* [PATCH] libiscsi: Fix iscsi_check_transport_timeouts possible infinite loop
@ 2015-06-30 14:55 Sagi Grimberg
2015-07-02 20:11 ` Mike Christie
0 siblings, 1 reply; 3+ messages in thread
From: Sagi Grimberg @ 2015-06-30 14:55 UTC (permalink / raw)
To: linux-scsi; +Cc: Mike Christie, James Bottomley, Ariel Nahum
From: Ariel Nahum <arieln@mellanox.com>
Connection last_ping is not being updated when iscsi_send_nopout fails.
Not updating the last_ping will cause firing a timer to a past time
(last_ping + ping_tmo < current_time) which triggers an infinite loop of
iscsi_check_transport_timeouts() and hogs the cpu.
Fix this issue by checking the return value of iscsi_send_nopout.
If it fails set the next_timeout to one second later.
Signed-off-by: Ariel Nahum <arieln@mellanox.com>
Signed-off-by: Sagi Grimberg <sagig@mellanox.com>
---
drivers/scsi/libiscsi.c | 15 ++++++++++-----
1 files changed, 10 insertions(+), 5 deletions(-)

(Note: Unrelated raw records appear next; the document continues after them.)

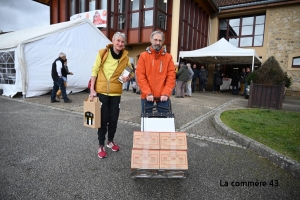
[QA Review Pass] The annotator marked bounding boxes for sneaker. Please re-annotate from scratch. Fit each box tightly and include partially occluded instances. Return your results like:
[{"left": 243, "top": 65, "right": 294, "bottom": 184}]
[
  {"left": 64, "top": 99, "right": 72, "bottom": 103},
  {"left": 98, "top": 147, "right": 107, "bottom": 158},
  {"left": 107, "top": 141, "right": 120, "bottom": 151},
  {"left": 51, "top": 99, "right": 59, "bottom": 103}
]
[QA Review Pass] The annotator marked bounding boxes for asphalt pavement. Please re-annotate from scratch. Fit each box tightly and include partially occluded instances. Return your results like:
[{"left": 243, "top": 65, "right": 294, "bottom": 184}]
[{"left": 0, "top": 91, "right": 300, "bottom": 200}]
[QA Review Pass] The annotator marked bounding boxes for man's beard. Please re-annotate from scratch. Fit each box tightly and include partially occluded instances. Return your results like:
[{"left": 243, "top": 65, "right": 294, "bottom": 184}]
[{"left": 152, "top": 45, "right": 162, "bottom": 51}]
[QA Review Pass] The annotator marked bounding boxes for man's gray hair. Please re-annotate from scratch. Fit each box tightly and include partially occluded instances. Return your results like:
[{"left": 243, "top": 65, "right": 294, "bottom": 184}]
[
  {"left": 150, "top": 31, "right": 165, "bottom": 41},
  {"left": 113, "top": 32, "right": 126, "bottom": 43},
  {"left": 58, "top": 52, "right": 66, "bottom": 58}
]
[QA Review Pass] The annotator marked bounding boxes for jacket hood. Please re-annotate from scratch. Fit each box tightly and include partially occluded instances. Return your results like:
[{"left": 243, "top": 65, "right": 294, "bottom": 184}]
[{"left": 146, "top": 46, "right": 167, "bottom": 55}]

diff --git a/drivers/scsi/libiscsi.c b/drivers/scsi/libiscsi.c
index 8053f24..1ea4213 100644
--- a/drivers/scsi/libiscsi.c
+++ b/drivers/scsi/libiscsi.c
@@ -979,13 +979,13 @@ static void iscsi_tmf_rsp(struct iscsi_conn *conn, struct iscsi_hdr *hdr)
wake_up(&conn->ehwait);
}
-static void iscsi_send_nopout(struct iscsi_conn *conn, struct iscsi_nopin *rhdr)
+static int iscsi_send_nopout(struct iscsi_conn *conn, struct iscsi_nopin *rhdr)
{
struct iscsi_nopout hdr;
struct iscsi_task *task;
if (!rhdr && conn->ping_task)
- return;
+ return -EINVAL;
memset(&hdr, 0, sizeof(struct iscsi_nopout));
hdr.opcode = ISCSI_OP_NOOP_OUT | ISCSI_OP_IMMEDIATE;
@@ -999,13 +999,16 @@ static void iscsi_send_nopout(struct iscsi_conn *conn, struct iscsi_nopin *rhdr)
hdr.ttt = RESERVED_ITT;
task = __iscsi_conn_send_pdu(conn, (struct iscsi_hdr *)&hdr, NULL, 0);
- if (!task)
+ if (!task) {
iscsi_conn_printk(KERN_ERR, conn, "Could not send nopout\n");
+ return -EIO;
+ }
else if (!rhdr) {
/* only track our nops */
conn->ping_task = task;
conn->last_ping = jiffies;
}
+ return 0;
}
static int iscsi_nop_out_rsp(struct iscsi_task *task,
@@ -2095,8 +2098,10 @@ static void iscsi_check_transport_timeouts(unsigned long data)
if (time_before_eq(last_recv + recv_timeout, jiffies)) {
/* send a ping to try to provoke some traffic */
ISCSI_DBG_CONN(conn, "Sending nopout as ping\n");
- iscsi_send_nopout(conn, NULL);
- next_timeout = conn->last_ping + (conn->ping_timeout * HZ);
+ if (iscsi_send_nopout(conn, NULL))
+ next_timeout = jiffies + (1 * HZ);
+ else
+ next_timeout = conn->last_ping + (conn->ping_timeout * HZ);
} else
next_timeout = last_recv + recv_timeout;
--
1.7.1
^ permalink raw reply related [flat|nested] 3+ messages in thread
* Re: [PATCH] libiscsi: Fix iscsi_check_transport_timeouts possible infinite loop
2015-06-30 14:55 [PATCH] libiscsi: Fix iscsi_check_transport_timeouts possible infinite loop Sagi Grimberg
@ 2015-07-02 20:11 ` Mike Christie
2015-07-04 10:34 ` Sagi Grimberg
0 siblings, 1 reply; 3+ messages in thread
From: Mike Christie @ 2015-07-02 20:11 UTC (permalink / raw)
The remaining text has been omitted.